Şebeke su sorunu ise hala büyük bir bilinmezlik içinde. Bu konuda Hatay Büyükşehir Belediyesi’nin çalışmaları çok yetersiz. Gerek çadır kentlerde gerekse de genel anlamda su, ekmek veya hijyen malzemesi dağıtımında büyük bir karmaşa yaşanıyor. İnsanlar karşı karşıya getiriliyor.
Enkaz kaldırma çalışmaları ise “beşli çete”ye verilmiş durumda. Bu alanda büyük bir rant var. İnsani hiçbir duyarlılığı olmayan şirketler, bir anda gelip halkın evindeki herşeye el koyup yıkıma başlıyor. Devlet, insan yaşamını hiçe saymış durumda, hurdacılık yapıyor. Bölgede yaşanan yoğun yoksunluk, en çok da kadınları vuruyor. Kadınlar bu kaos ortamı içinde en fazla emeği sarf ederken, ev içi psikolojik ve fiziksel şiddetin hedefi haline gelmiş durumda. Ayrıca Antakya, Defne, İskenderun, Samandağ, Yayladağ, Kırıkhan ve Altınözü ilçelerinde doğum hizmeti verilemediği için, hamile kadınlar Dörtyol ile Adana’ya sevk ediliyor.
Türk Tabipleri Birliği’nin açıkladığı 9 Eylül Üniversitesi’nin tespitlerine göre Hatay, Kahramanmaraş ve Adıyaman’da yaklaşık 35 bin gebe kadın bulunuyor. Çocuklarını dünyaya getirmeyi planlayan binlerce insan için hiçbir önlem alınmadığı ortada. İktidar, anne ve bebeğin sağlığını hiçe sayarak, herhangi bir adım atmıyor.

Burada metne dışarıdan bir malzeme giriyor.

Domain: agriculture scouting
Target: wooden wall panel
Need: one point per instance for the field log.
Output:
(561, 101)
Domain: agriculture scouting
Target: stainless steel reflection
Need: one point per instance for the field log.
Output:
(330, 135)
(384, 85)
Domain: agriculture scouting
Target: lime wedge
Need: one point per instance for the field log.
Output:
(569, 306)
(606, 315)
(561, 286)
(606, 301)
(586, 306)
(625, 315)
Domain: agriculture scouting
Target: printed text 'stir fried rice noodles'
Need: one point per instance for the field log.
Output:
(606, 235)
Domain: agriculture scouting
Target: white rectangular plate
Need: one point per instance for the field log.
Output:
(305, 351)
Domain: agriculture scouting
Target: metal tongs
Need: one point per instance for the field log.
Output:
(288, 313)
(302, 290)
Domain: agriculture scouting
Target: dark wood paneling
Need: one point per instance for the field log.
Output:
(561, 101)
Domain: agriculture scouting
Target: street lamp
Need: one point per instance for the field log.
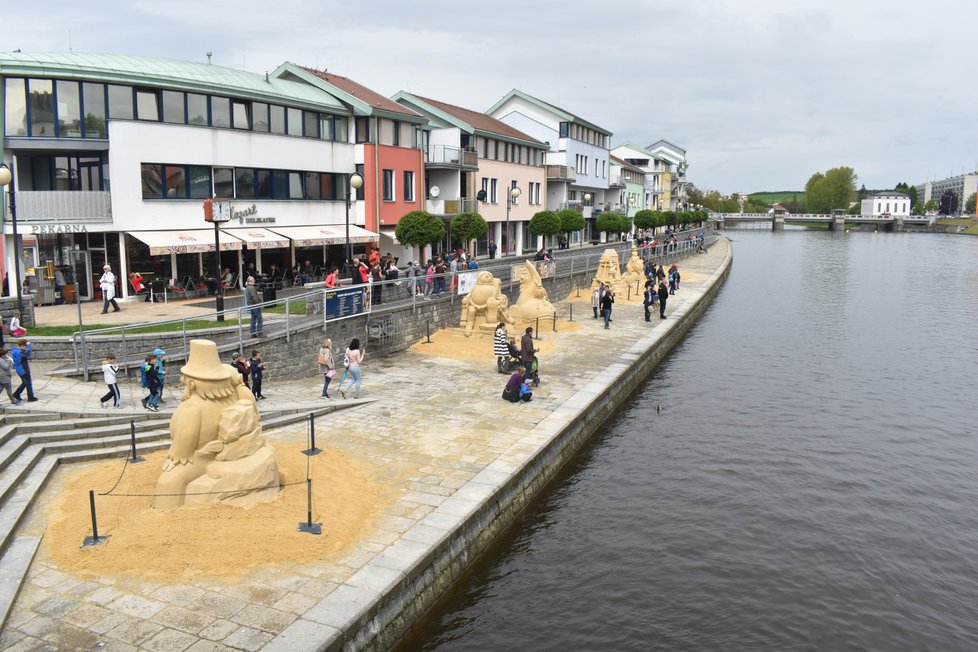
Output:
(511, 198)
(356, 182)
(6, 180)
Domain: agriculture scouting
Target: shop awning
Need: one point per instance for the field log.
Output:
(257, 238)
(313, 236)
(191, 241)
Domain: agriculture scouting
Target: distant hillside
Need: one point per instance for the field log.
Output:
(775, 197)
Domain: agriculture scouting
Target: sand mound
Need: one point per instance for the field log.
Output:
(212, 540)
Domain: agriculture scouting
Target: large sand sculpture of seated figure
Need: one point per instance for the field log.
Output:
(485, 305)
(217, 444)
(634, 270)
(533, 301)
(609, 273)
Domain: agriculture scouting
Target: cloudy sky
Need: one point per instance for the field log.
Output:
(760, 92)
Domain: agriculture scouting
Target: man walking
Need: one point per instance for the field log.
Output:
(107, 283)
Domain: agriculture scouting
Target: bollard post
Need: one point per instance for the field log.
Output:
(134, 459)
(308, 527)
(312, 450)
(95, 539)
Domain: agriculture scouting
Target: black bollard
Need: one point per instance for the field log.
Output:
(133, 459)
(312, 450)
(95, 539)
(308, 527)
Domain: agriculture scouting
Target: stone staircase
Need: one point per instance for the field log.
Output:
(34, 443)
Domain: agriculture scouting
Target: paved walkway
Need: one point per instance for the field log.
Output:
(436, 423)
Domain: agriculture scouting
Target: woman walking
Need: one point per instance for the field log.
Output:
(327, 367)
(353, 359)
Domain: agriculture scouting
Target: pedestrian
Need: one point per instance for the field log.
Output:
(151, 381)
(663, 296)
(607, 301)
(257, 373)
(109, 372)
(327, 366)
(7, 374)
(107, 283)
(253, 300)
(21, 357)
(500, 347)
(352, 360)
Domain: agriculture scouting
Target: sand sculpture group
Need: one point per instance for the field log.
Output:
(486, 305)
(217, 452)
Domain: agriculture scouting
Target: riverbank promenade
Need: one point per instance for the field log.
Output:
(403, 467)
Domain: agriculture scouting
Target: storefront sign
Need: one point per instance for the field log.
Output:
(341, 303)
(59, 228)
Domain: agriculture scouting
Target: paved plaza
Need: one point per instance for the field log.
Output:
(428, 424)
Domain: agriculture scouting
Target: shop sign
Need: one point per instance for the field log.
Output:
(58, 228)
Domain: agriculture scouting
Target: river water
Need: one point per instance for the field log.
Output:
(810, 483)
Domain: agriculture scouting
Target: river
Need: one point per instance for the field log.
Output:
(809, 483)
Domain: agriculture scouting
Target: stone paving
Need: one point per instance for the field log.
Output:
(433, 423)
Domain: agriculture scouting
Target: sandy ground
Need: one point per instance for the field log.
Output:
(213, 540)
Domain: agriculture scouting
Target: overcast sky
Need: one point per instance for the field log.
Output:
(761, 93)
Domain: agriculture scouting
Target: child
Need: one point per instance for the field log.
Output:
(109, 371)
(257, 371)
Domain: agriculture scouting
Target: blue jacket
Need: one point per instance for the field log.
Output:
(19, 356)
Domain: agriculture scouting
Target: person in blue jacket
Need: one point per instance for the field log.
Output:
(22, 355)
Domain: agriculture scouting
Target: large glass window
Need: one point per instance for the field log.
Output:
(120, 102)
(278, 119)
(294, 122)
(41, 101)
(220, 112)
(69, 109)
(147, 105)
(173, 110)
(259, 116)
(200, 182)
(196, 109)
(93, 96)
(224, 183)
(15, 118)
(240, 115)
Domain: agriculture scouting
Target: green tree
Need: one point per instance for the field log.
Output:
(469, 226)
(419, 228)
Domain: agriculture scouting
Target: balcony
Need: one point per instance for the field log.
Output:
(561, 173)
(447, 157)
(55, 206)
(452, 206)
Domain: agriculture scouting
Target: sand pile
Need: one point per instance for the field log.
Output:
(212, 540)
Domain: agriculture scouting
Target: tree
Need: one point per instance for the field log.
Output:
(419, 228)
(469, 226)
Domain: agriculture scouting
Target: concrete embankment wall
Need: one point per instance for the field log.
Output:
(387, 598)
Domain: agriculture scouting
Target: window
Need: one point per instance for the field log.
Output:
(196, 109)
(259, 116)
(147, 105)
(93, 101)
(220, 112)
(408, 186)
(293, 122)
(224, 183)
(278, 119)
(388, 185)
(239, 115)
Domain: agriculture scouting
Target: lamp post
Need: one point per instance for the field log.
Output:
(511, 198)
(356, 182)
(6, 180)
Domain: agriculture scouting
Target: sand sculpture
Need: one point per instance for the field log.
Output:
(634, 270)
(533, 301)
(485, 305)
(217, 445)
(609, 273)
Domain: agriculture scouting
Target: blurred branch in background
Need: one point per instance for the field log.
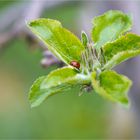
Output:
(22, 12)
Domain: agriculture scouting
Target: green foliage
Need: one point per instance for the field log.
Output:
(111, 48)
(109, 27)
(111, 86)
(121, 49)
(57, 81)
(60, 41)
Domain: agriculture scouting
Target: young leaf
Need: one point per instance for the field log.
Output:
(120, 50)
(57, 81)
(62, 43)
(109, 27)
(112, 86)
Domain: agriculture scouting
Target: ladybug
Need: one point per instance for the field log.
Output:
(75, 64)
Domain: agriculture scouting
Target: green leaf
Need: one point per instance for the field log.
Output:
(57, 81)
(62, 43)
(112, 86)
(122, 49)
(109, 27)
(84, 38)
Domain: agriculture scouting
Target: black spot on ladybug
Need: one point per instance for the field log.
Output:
(75, 64)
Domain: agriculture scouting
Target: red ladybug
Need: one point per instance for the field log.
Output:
(75, 64)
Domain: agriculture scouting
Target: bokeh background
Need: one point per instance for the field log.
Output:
(65, 115)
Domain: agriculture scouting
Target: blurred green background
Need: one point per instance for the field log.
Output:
(64, 115)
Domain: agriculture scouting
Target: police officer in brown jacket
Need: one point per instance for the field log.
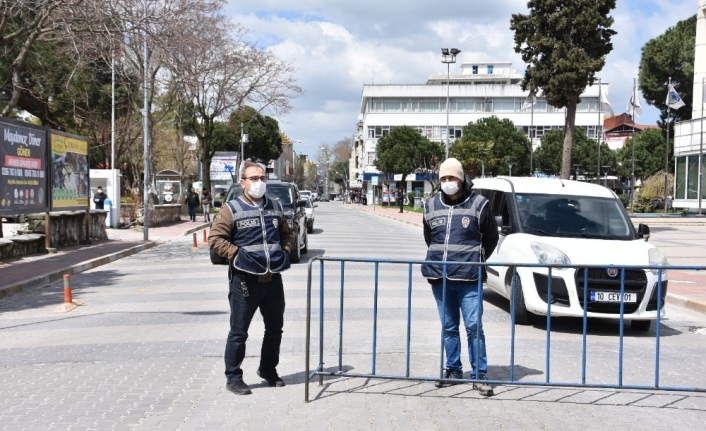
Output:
(252, 233)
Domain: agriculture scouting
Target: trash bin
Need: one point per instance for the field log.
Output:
(107, 204)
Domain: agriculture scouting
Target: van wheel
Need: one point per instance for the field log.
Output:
(640, 325)
(295, 253)
(522, 316)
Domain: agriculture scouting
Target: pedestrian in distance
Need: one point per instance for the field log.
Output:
(206, 201)
(252, 233)
(400, 198)
(192, 201)
(459, 227)
(99, 198)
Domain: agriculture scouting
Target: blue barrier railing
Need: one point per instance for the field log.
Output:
(319, 370)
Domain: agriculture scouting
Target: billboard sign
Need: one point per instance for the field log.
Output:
(69, 168)
(23, 168)
(223, 168)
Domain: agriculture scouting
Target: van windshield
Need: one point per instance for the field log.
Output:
(573, 216)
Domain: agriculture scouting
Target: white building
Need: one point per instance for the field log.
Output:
(479, 90)
(688, 135)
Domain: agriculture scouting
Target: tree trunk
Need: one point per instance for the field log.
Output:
(568, 139)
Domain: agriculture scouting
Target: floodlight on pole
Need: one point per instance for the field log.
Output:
(448, 57)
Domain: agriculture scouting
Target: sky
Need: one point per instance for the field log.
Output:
(336, 46)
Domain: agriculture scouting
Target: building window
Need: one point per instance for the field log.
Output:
(680, 181)
(429, 105)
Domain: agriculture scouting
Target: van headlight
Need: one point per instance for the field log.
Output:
(550, 255)
(657, 259)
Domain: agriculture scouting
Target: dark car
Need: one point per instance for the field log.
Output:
(288, 195)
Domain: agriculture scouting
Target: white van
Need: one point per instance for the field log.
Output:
(553, 221)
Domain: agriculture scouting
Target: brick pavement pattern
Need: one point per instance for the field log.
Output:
(145, 353)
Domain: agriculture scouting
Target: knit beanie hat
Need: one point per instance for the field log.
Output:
(451, 168)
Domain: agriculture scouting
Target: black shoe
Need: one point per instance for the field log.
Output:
(448, 374)
(239, 387)
(272, 379)
(482, 387)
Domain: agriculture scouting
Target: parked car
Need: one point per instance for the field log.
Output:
(553, 221)
(309, 208)
(294, 213)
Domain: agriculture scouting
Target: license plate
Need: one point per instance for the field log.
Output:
(612, 297)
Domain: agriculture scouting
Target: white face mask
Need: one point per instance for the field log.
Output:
(450, 187)
(257, 190)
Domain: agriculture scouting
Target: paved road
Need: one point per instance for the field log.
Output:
(145, 353)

Döviz kurundaki artışla birlikte hayat pahalılığının karşısında hergün biraz daha yoksullaşan emekçiler, deprem bölgesinde bu durumu çok daha boyutlu yaşıyor. İktidar tarafından “depremzedelere ev” şeklinde propaganda edilen çalışmalarda ise tam bir yıkımı fırsata çevirme durumu yaşanıyor ki devlet vatandaşını adeta soyup soğana çeviriyor. Evi barkı yıkılmış insanların evlerini çok düşük bir fiyata kabul ederek kalan miktarı ise borçlandırarak TOKİ’den konut sahibi yapıyor. Böylece devlet ve “beşli çete” bu işten muazzam bir kâr elde ediyor. Pek çok yerde uygun binlerce dönümlük hazine arazisi olmasına rağmen tıpkı Antakya Dikmece’de olduğu gibi halkın verimli arazilerine kamulaştırma adı adı altında bedelinin çok altında el konuluyor. Diğer yandan deprem sonrasında ekranlardan “Türkiye Tek Yürek” kampanyasında toplanan bağış miktarı ve bunların kullanıldığı yerler tam bir muamma. Buna dair çeşitli partilerin verdikleri araştırma önergeleri AKP-MHP oylarıyla reddediliyor.
Depremde bölgesinde halk hala büyük bir yoksunluk içinde yaşama tutunma ve ayakta kalma mücadelesi veriyor. Dayanışma hala ilk günkü gibi büyük bir ihtiyaç.